Diezelfde grond is ook aangevoerd ten aanzien van mr. Van der Werff. Daarnaast geldt als wrakingsgrond jegens mr. Van der Werff dat hij een dubbelpositie inneemt, omdat hij ook voorzitter is van de Raad van Discipline en verzoekster meerdere tuchtrechtzaken had en heeft lopen tegen de advocaat van [de ex-echtgenoot] . Deze nevenfunctie staat volgens verzoekster een eerlijk proces in de weg.

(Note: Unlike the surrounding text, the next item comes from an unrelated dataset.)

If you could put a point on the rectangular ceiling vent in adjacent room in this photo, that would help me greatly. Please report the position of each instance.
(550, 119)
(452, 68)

Ten aanzien van mr. Moes zijn in het verzoek geen wrakingsgronden vermeld. Ter zitting verklaarde verzoekster dat het feit dat mr. Moes de stukken voor de zitting van 20 juli 2023 al heeft gelezen, maakt dat ook mr. Moes niet meer onpartijdig is.
5.2
De wrakingskamer overweegt dat bij de beoordeling van een beroep op het ontbreken van onpartijdigheid van de rechter voorop staat dat een rechter uit hoofde van zijn aanstelling wordt vermoed onpartijdig te zijn. Dit vermoeden lijdt slechts uitzondering indien zich uitzonderlijke omstandigheden voordoen die zwaarwegende aanwijzingen opleveren voor het oordeel dat de rechter jegens een procespartij een vooringenomenheid koestert, althans dat de bij de verzoeker dienaangaande bestaande vrees objectief gerechtvaardigd is. De wrakingsgronden en de omstandigheden waarop zij berusten dienen in het wrakingsverzoek te worden opgenomen.
5.3
Ten aanzien van de wraking van mr. Moes geldt dat wat door verzoekster ter zitting is aangevoerd niet alleen te laat is voorgedragen (zie 5.2), maar dat ook overigens het feit dat mr. Moes het dossier voorafgaand aan de zitting heeft gelezen niet zou leiden tot een gegrondverklaring van het verzoek.
5.4
Het enkele feit dat mr. Van der Bel reeds eerder een van de behandeld raadsheren was in een andere procedure tussen verzoekster en [de ex-echtgenoot] is evenmin, althans zonder nadere toelichting en nader gestelde feiten en omstandigheden - die ontbreken - een uitzonderlijke omstandigheid als hiervoor onder 5.2 wordt bedoeld.
5.5
Dat geldt ook ten aanzien van het wrakingsverzoek jegens mr. Van der Werff. Dat hij voorzitter is van de Raad van Discipline is op zichzelf ook geen grond voor wraking. Verzoekster voert ook geen concrete feiten en omstandigheden aan waarom deze nevenfunctie maakt dat hij in de (bodem)zaak vooringenomen of partijdig zou zijn. Het enkele feit dat verzoekster tuchtrechtklachten heeft ingediend tegen de advocaat van [de ex-echtgenoot] is in elk geval onvoldoende concreet. Bovendien is namens mr. Van der Werff in de schriftelijke reactie medegedeeld dat hij, voor zover hem bekend, niet betrokken is geweest bij inhoudelijke besluitvorming in tuchtzaken die betrekking hebben op de advocaten van partijen en raken aan de onderhavige (bodem)zaak.

6.De beslissing

De wrakingskamer van het gerechtshof, beslissende op het verzoek tot wraking:
verklaart het verzoek tot wraking van mrs. M.L. van der Bel, J.U.M. van der Werff, en M.H.H.A. Moes ongegrond.
Deze beslissing is gegeven door mrs. J.B. de Groot, voorzitter, A. van Maanen en M.G.J.M. van Kempen en is in tegenwoordigheid van de griffier in het openbaar uitgesproken op 4 september 2023.